Layer 5: Session Layer
Responsible for the session between two computers, managing operations such as gracefully terminating connections. This layer can also establish whether a connection is duplex or half-duplex.
Layer 6: Presentation Layer
Transforms the received data into a format that can be read by the application layer, such as encoding/decoding and several forms of encryption/decryption for securing the data.
Layer 7: Application Layer
Provides the details for end-users to access network resources.
The way the protocols on different layers of the OSI model communicate is through data encapsulation, where each layer in the stack adds a header or footer to the packet.
The encapsulation protocol creates a protocol data unit (PDU), including the data with all header and footer information added to it. What we call the packet is the complete PDU.

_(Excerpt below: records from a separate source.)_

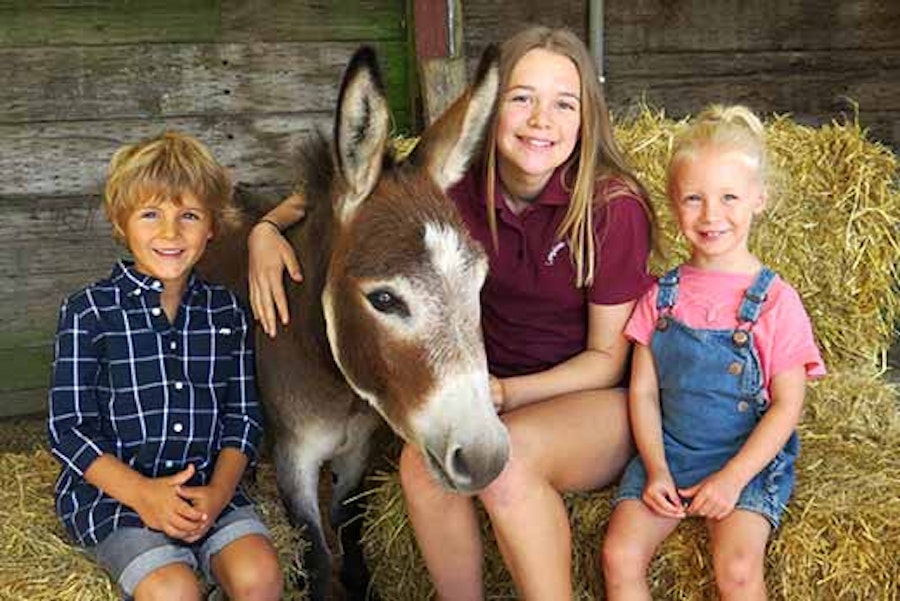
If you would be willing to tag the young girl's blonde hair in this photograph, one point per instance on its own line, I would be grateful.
(596, 157)
(732, 127)
(167, 167)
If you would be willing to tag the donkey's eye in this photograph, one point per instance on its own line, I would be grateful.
(385, 301)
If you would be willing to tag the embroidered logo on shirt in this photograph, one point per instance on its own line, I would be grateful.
(554, 252)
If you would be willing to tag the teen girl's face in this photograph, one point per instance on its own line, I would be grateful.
(715, 195)
(539, 121)
(167, 239)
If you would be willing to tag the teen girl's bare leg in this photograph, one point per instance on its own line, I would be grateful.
(634, 533)
(574, 442)
(446, 528)
(739, 554)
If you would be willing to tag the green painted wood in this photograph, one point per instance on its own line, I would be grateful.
(151, 81)
(54, 23)
(286, 20)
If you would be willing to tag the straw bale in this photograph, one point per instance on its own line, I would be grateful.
(831, 230)
(38, 564)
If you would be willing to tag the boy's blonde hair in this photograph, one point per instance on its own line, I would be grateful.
(596, 157)
(167, 167)
(733, 127)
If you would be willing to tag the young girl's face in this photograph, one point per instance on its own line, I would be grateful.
(167, 239)
(715, 194)
(539, 120)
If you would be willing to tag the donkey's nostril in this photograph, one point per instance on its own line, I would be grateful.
(459, 467)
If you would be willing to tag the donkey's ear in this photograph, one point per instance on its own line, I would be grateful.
(447, 146)
(360, 129)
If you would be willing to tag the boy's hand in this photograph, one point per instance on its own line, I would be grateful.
(162, 508)
(661, 495)
(714, 497)
(209, 501)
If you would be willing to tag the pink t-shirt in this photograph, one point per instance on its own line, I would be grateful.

For instance, in Wireshark, we can track the sequence number where a higher layer PDU starts and stops. This allows us to measure how long it took to transfer a PDU (the display filter is tcp.pdu.time).
Switches and Routers
There are four primary ways to capture traffic from a target device on a switched network: using a hub, using a tap, by port mirroring, or by ARP spoofing/cache poisoning. The first two obviously require a hub or a tap. Port mirroring requires forwarding capability from the switch.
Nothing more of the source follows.